Combining multiple data sources is a complex process,3 requiring techniques to resolve inconsistencies in temporal structure and encoding, the handling of missing or unknown data, inconsistencies in naming conventions, varying data resolutions and non-standardisation of case definitions.5–7 Here we discuss common challenges in compiling epidemiological data and recommend best practices to ensure data integrity.

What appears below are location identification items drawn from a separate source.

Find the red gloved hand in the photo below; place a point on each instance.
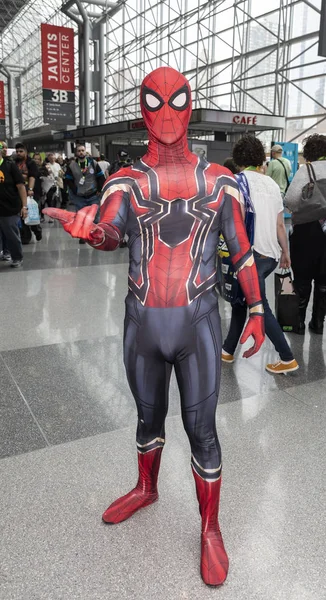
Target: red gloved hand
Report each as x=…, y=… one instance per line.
x=80, y=224
x=256, y=328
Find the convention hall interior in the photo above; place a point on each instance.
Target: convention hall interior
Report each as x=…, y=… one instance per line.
x=162, y=192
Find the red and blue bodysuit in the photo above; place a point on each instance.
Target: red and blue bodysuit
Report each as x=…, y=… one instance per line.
x=173, y=205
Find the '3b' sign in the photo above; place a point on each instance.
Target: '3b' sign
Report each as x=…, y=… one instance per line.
x=59, y=107
x=59, y=95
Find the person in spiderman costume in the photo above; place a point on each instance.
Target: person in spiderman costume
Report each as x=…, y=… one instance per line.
x=173, y=204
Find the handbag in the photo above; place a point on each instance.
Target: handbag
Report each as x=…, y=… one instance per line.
x=229, y=287
x=286, y=301
x=312, y=204
x=286, y=174
x=33, y=217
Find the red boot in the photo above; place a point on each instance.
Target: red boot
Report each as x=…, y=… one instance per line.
x=143, y=494
x=214, y=560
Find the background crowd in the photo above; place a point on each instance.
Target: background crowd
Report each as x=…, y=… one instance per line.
x=56, y=182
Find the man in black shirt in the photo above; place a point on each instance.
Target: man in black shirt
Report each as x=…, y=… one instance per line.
x=13, y=203
x=85, y=180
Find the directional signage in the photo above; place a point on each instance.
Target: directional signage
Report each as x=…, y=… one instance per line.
x=58, y=75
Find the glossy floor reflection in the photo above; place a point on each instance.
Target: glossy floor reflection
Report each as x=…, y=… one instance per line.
x=67, y=424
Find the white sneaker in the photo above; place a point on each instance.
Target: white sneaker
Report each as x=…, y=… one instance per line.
x=16, y=263
x=226, y=357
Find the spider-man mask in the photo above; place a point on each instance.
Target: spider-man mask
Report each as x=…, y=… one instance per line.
x=165, y=99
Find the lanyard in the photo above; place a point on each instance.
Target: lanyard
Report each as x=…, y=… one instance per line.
x=84, y=170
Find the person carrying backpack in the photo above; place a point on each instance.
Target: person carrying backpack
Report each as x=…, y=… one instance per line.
x=269, y=246
x=85, y=180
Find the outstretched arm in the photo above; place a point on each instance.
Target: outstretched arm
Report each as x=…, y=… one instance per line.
x=235, y=235
x=107, y=234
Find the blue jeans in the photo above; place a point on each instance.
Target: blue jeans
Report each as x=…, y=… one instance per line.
x=265, y=266
x=10, y=231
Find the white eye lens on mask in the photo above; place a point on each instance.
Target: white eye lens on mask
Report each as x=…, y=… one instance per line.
x=180, y=100
x=152, y=101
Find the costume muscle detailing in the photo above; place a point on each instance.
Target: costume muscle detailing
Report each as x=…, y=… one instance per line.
x=172, y=205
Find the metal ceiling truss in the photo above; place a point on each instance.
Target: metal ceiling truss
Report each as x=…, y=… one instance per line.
x=244, y=55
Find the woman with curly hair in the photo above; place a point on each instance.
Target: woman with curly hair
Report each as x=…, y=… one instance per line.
x=308, y=241
x=270, y=246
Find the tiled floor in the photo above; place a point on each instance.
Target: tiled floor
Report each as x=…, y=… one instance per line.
x=67, y=425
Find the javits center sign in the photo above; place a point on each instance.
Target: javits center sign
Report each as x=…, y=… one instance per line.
x=2, y=112
x=58, y=75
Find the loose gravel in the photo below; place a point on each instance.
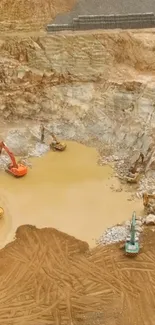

Challenges in epidemiological data
Multiple agencies and reporting sources often generate public health statistics on the same epidemic. This can introduce obstacles, including discrepant estimates and varying data structures, which can be challenging to resolve, as many sources do not provide complete methodological documentation and metadata, or maintain consistent archiving procedures. These challenges can arise from staffing constraints, funding and other resource limitations, and gaps in technical infrastructure; such challenges may be particularly acute in low-income and middle-income countries (LMICs).6
Public health data are disseminated via disparate structured, unstructured and semistructured sources. Data may be provided in spreadsheets, images or descriptive text. They can be written in numerous languages and presented via static webpage, interactive dashboards or application programming interface (API). Extracting data from text-based reports requires contextual understanding and interpretation. Tabular reports are easily digested when data elements are clearly labelled, though sometimes they lack the information needed for unambiguous interpretation. Data provided in graphical format can provide information in a readily interpretable format, though poor graphical design can also obscure details and lead to misinterpretation.8
Throughout the COVID-19 pandemic, data formats have not only differed across countries but also changed within the same reporting source over time. Many countries initially announced cases through text-based press releases. As the situation evolved, many sources incorporated tables and graphs into situation reports. Some reporting agencies have since transitioned to reporting COVID-19 data via dedicated web pages or interactive dashboards (figure 1), or maps which sometimes update at irregular intervals and overwrite previous data, making obtaining past data impossible. Even within some countries, such as the USA, standardisation across reporting agencies does not exist.
Lack of data permanence poses significant challenges for retrospective analysis. Reporting sources often only report the current view of the event, though some present time-series data to reflect historical trends (figure 1). However, those sources do not provide details regarding data corrections, which enable analysts to extract and analyse data reported at a specific point in time, as well as post hoc corrected values. This is especially common for dashboards generated while monitoring events. As these dashboards generally do not provide archived data, frequent visits to the page are required to capture time series data. Lack of data permanence for a specific source makes validation and replication of the data nearly impossible.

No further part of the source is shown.